I may just end up using something like LINQ to XSD for this (if possible), but I wanted to see how easy it would be to write an XML parser that takes in an element of any kind, and returns a strongly-typed value. Here's what I came up with:

private T parseAttr<T>(XElement x, string elemName)
{
    Type type = typeof(T);
    T parsedValue;

    try
    {
        parsedValue = type.IsEnum ? (T)Enum.Parse(typeof(T), x.Element(elemName).Value) : (T)Convert.ChangeType(x.Element(elemName).Value, typeof(T));
    }
    catch
    {
        parsedValue = default(T);
    }

    return parsedValue;
}

which can be used like this (example is from a LINQ projection):

let picks =
    from pick in playerPicks.Element("PlayerList").Descendants("Player").Elements("Picks")
    select new PlayerPick
    {
        TickerSymbol = parseAttr<string>(pick, "TickerSymbol"),
        Status = parseAttr<Status>(pick, "Status"),
        PickCall = parseAttr<PickCall>(pick, "PickCall"),
        StartPrice = parseAttr<double>(pick, "StartPrice"),
        EndPrice = parseAttr<double>(pick, "EndPrice"),
        StartDate = parseAttr<DateTime>(pick, "StartDate"),
        EndDate = parseAttr<DateTime>(pick, "EndDate")
    }

It works on regular types as well as enums. I'm not completely happy with it - "Convert" is generally less useful than .Parse(), but I couldn't figure out how to use Parse with generics on static methods (i.e. (T).Parse()).

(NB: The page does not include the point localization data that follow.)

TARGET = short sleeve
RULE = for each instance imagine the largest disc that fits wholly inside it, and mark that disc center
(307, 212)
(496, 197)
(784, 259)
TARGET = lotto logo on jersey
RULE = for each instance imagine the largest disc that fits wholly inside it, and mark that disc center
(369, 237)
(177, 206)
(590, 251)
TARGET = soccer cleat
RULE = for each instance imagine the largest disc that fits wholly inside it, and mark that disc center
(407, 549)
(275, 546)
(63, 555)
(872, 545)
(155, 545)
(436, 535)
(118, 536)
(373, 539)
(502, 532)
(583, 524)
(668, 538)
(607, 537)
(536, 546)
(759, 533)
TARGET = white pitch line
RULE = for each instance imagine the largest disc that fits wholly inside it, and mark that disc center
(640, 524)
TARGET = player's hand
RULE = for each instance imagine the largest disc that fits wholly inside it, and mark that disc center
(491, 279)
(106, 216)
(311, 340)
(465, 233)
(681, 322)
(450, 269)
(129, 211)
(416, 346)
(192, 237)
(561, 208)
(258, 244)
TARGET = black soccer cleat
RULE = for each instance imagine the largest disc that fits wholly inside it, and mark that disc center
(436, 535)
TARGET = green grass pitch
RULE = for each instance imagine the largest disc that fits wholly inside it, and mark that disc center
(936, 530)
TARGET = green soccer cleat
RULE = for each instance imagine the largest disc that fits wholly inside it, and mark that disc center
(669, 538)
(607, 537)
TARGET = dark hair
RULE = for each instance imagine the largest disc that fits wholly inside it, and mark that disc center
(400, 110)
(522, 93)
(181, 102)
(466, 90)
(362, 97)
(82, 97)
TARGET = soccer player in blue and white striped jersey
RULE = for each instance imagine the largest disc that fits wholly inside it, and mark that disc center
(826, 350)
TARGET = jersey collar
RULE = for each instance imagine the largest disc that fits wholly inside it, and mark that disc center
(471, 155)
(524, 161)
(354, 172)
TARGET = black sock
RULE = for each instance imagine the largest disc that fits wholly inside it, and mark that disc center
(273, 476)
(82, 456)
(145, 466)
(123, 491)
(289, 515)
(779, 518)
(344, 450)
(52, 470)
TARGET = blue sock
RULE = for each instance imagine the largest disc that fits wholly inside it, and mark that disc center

Also, it's hardly bulletproof, but I think I may validate the whole XML document first anyway if it doesn't take too long. Not sure if I'll end up using this or not - I was just amazed about how easy this was to write using generics, and thought it might be useful to somebody.

Monday, May 7, 2012

Renaming an ASP.NET MVC solution in Visual Studio

The Platinum Bay blog has a good writeup on how to rename a Visual Studio project correctly (so that the underlying folders are renamed and re-hooked up). 

But I still ran into problems - an MVC project that I renamed returned the following error :
Multiple types were found that match the controller named 'Home'. This can happen if the route that services this request ('{controller}/{action}/{id}') does not specify namespaces to search for a controller that matches the request. If this is the case, register this route by calling an overload of the 'MapRoute' method that takes a 'namespaces' parameter. 
The request for 'Home' has found the following matching controllers:
(new project namespace).Controllers.HomeController
(old project namespace).Controllers.HomeController
A file system search even turned up nothing, but I finally figured out the solution while reading a great in-depth article on controllers by Scott Allen, where he states:
...if you tell the factory to look for a "Home" controller, the factory can return a newly instantiated instance of a HomeController class regardless of the namespace or assembly it lives in—as long as it implements IController
If you've build the old project, you'll probably have old debugging dlls in the project's "bin" folder, so MVC will search and find those. Clear them out and rebuild, and everything should work. By the way, you could actually just follow the instructions in the error, and specify your route like this:

routes.MapRoute(
                name: "Default",
                url: "{controller}/{action}/{id}",
                defaults: new { controller = "Home", action = "Index", id = UrlParameter.Optional },
                namespaces: new string[] {"(new project namespace)"}
            );

but it's cleaner to delete the old .dlls, as they could potentially cause you other problems as well. I'm very surprised that even the VS 11 beta still doesn't rename solutions correctly out of the box.